In order to test whether APRA’s prudential interventions correspond to real shifts in credit growth, I applied two complementary statistical tools. The Chow test is useful when you have a clear policy date in mind and want to check if the data series shows a statistically significant change right then; I focused on investor versus owner-occupier growth because APRA’s measures were product-specific. The Bai–Perron method, on the other hand, looks across the entire series for any structural regimes that best explain the data; it is broader and less targeted. Using both lets me capture policy-timed changes while also checking that I am not over-fitting by seeing breaks everywhere.
Formal Chow tests indicate statistically significant breaks in investor housing credit growth at 2014-11 and 2017-03 (F-stats 13.3 and 21.1, p < 0.001). In contrast, no breaks are detected in the owner-occupier series (p ≈ 0.207 at 2014; p ≈ 0.367 at 2017). Difference-series tests (Investor − OO) also confirm significant breaks at both policy dates (F-stats 8.5 and 16.2, both p < 0.001). A Bai–Perron multiple-breakpoint search, in contrast, preferred 0 breaks for investor and 0 for owner-occupier, suggesting that while targeted shifts are detectable at policy dates, no additional persistent regimes are supported by information criteria.
The interest-only lending was the second major APRA intervention in March 2017, and tracking its share in new approvals provides a direct measure of policy impact. APRA itself states that “since the introduction of the benchmark, the proportion of new interest-only lending has halved” showing that the measure achieved its goal of curbing higher-risk forms of lendingAPRA - December 2018.
2.1.1 Practical Guidance
With the market-level interventions contextualised, I now examine the practical guidance documents APRA issued to banks.
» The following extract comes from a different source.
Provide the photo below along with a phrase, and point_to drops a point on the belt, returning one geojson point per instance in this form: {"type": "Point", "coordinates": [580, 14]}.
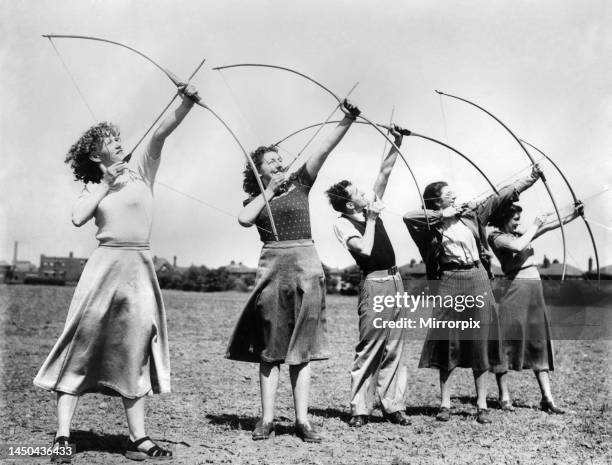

These do not create new laws, but they codify supervisory expectations and effectively set the floor for prudent practice. APG 223, in its 2022 final form and its 2025 marked-up revision, is central to how institutions implement day-to-day underwriting standards.
- Prudential Practical Guidance - APG 223 Resdidetial Mortgage Lending (June 2022)
- APRA Prudential Practice Guide (June 2025)
- Risk Management
An ADI (Authorised Deposit-taking Institution) is any bank, credit union or building society licensed by APRA to take deposits. APG 223 makes clear that where residential mortgage lending forms a “material proportion of an ADI’s lending portfolio” (Final APG 223, 2022, p. 3), the Board must explicitly address this risk in its risk appetite and risk management strategy. While “material” is not defined as a fixed threshold, in practice it means housing credit dominates most Australian banks’ books (often >60% of loan exposures).
The guidance changed Board-level responsibilities: before APG 223, risk frameworks might have mentioned housing credit generally, but now Boards must document and monitor how serviceability, origination, valuation and hardship fit within their risk appetite statement (RAS). The 2025 mark-up makes this even clearer, requiring consistent serviceability policies across products and explicit Board oversight of exceptions.
- Serviceability Criteria & Buffers
Serviceability is the test of whether a borrower can meet repayments under stressed conditions. APG 223 instructs ADIs to maintain “consistent serviceability criteria across all mortgage products … ensuring the borrower retains a reasonable income buffer above expenses” (APG 223 Mark-up, 2025, p. 7).
Practically, this means that when assessing a potential borrower, you don’t test their capacity at the contract rate alone. Since October 2021, APRA has required a minimum 3 percentage point buffer above the loan rate (APRA media release, Oct 2021). For example, if a borrower applies at 6%, the assessment rate is 9%. This buffer exists to absorb repayment shock — a critical concern given many households rolled off fixed-rate loans in 2023–24 as documented in the April 2023 Financial Stability Review and subsequent updates. This bugger was 2% in Ireland, this made for interesting dynamic mid 2022 when rates climbed significantly to combat inflation. Rising for sub-zero to 4% in just over a year to combat inflation.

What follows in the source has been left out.